獣の支配は地上全体にわたっていたのです。この女も贅沢に身を飾りたて、忌むべきものと不浄なものに満ちた金の盃を持っていました。ローマ皇帝は権勢を誇り、自ら聖なる主と言わせ、ローマの七つの丘を支配し、十人の属領の王の上に立っていました。それがどんなに力を誇り、勢力があったとしても、しかしヨハネが見るその姿は神を冒涜する奇怪な姿でしかありませんでした。
 この王たちは獣とともに小羊に戦いを挑みますが、小羊こそ主の主、王の王ですから彼らを打ち破ります。

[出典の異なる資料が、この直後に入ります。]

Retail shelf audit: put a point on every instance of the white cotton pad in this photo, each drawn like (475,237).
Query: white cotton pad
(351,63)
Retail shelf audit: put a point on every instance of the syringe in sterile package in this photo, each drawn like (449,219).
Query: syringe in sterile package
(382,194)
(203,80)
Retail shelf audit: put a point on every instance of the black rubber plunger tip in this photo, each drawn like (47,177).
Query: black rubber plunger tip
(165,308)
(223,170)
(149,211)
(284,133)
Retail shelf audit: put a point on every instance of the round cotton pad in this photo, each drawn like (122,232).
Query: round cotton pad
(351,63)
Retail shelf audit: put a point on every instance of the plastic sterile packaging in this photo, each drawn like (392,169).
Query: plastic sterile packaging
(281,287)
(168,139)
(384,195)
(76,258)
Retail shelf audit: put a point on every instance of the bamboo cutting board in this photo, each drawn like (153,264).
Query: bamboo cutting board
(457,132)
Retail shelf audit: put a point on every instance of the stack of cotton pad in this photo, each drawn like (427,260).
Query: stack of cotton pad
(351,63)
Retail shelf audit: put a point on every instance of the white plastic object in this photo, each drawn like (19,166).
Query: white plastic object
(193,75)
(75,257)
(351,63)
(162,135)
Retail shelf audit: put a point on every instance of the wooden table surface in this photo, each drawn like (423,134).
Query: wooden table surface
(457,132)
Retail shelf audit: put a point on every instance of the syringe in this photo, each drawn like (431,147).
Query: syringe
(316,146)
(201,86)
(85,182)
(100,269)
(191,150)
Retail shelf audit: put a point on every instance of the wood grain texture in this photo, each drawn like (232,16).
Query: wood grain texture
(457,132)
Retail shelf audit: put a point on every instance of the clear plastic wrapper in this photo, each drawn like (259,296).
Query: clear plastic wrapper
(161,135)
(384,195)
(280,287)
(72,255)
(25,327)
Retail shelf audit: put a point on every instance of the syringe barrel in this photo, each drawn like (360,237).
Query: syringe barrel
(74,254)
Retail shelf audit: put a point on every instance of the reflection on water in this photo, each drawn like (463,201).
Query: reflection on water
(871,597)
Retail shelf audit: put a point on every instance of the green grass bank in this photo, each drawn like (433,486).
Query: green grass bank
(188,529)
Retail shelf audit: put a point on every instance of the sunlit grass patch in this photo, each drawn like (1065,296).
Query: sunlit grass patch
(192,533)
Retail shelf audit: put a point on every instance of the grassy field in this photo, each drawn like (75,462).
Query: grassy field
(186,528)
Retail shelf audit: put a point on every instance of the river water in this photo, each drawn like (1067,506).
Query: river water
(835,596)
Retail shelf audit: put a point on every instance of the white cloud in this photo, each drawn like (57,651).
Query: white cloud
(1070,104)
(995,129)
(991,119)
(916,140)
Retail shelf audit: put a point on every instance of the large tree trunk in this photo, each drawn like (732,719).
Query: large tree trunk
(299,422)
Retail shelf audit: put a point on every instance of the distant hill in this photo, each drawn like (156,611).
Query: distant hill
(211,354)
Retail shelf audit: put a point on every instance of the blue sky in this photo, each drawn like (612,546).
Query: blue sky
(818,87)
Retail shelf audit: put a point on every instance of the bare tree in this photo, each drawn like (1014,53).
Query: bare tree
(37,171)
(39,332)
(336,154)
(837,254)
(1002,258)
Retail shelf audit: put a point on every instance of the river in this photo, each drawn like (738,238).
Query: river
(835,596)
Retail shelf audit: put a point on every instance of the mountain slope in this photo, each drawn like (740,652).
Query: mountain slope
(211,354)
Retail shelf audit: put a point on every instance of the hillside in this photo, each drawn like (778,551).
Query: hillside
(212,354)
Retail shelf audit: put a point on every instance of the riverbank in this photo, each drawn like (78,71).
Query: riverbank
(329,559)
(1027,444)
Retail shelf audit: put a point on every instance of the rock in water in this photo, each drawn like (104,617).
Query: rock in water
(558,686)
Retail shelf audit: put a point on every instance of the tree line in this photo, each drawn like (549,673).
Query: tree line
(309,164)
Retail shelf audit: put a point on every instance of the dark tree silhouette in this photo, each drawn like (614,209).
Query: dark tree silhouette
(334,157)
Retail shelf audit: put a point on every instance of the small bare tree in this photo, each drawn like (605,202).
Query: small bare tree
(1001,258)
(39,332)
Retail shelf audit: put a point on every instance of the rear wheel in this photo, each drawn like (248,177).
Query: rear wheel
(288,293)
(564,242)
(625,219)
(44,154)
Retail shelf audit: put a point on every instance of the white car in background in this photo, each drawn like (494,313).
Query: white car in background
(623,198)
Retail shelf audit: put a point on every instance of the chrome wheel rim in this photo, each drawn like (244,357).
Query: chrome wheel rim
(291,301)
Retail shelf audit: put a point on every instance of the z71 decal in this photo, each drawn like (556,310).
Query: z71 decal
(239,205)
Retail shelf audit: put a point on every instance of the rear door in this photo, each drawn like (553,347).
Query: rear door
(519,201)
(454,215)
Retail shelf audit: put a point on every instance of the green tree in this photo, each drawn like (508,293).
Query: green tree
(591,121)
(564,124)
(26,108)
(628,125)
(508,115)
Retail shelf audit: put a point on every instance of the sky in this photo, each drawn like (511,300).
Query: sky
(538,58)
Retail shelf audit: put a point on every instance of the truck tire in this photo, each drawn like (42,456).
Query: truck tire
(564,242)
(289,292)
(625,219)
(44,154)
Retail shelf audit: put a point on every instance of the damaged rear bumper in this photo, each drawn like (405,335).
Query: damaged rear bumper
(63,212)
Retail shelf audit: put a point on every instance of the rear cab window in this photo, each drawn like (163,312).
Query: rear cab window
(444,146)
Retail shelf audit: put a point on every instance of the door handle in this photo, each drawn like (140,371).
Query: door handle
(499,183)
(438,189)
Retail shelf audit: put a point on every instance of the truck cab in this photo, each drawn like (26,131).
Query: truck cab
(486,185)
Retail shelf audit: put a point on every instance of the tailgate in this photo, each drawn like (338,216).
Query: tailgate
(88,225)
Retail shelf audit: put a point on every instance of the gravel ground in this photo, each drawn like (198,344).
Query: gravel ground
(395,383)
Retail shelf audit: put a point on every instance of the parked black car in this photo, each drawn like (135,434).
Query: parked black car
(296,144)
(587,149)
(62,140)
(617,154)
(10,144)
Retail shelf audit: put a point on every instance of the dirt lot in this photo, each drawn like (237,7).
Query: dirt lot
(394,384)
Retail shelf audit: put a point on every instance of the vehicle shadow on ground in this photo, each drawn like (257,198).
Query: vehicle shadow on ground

小羊と共にいる者たちも勝利を収めるのです。

 ヨハネの時代はローマ帝国が最盛期を迎えていた時代でした。ローマは世界の中心であり、皇帝は強力な権威と力を持っていました。たいていの者はその前に立つと、とても太刀打ちできない、しようがないと思ってしまいます。しかしヨハネはその実態を見たのです。それは神の前では大淫婦でしかないし、やがて滅ぼされていくものであるということを見たのです。
 今日の時代でも、金と権力をもって我が物顔に生きている人はいます。しかし、神の前にどのような生活をしているかがその人を決定します。今、どんなに富を誇り、どんなに力を持っていようとも、その人が神の前に正しい生活をしないならば、それはローマ帝国と同じです。私たちは、今、を見て物事を判断し、それが全てであるかのように思ってしまいます。しかし、荒れ野でヨハネが見た視点は違います。それが神の前にどうか、そして神の裁きがどうかという視点です。
 ローマ・バビロンの終わりは近いと言います。私たちは今それを思います。私たちが滅ぼすものは何なのか、真に待ち受けなければならないものは何なのか。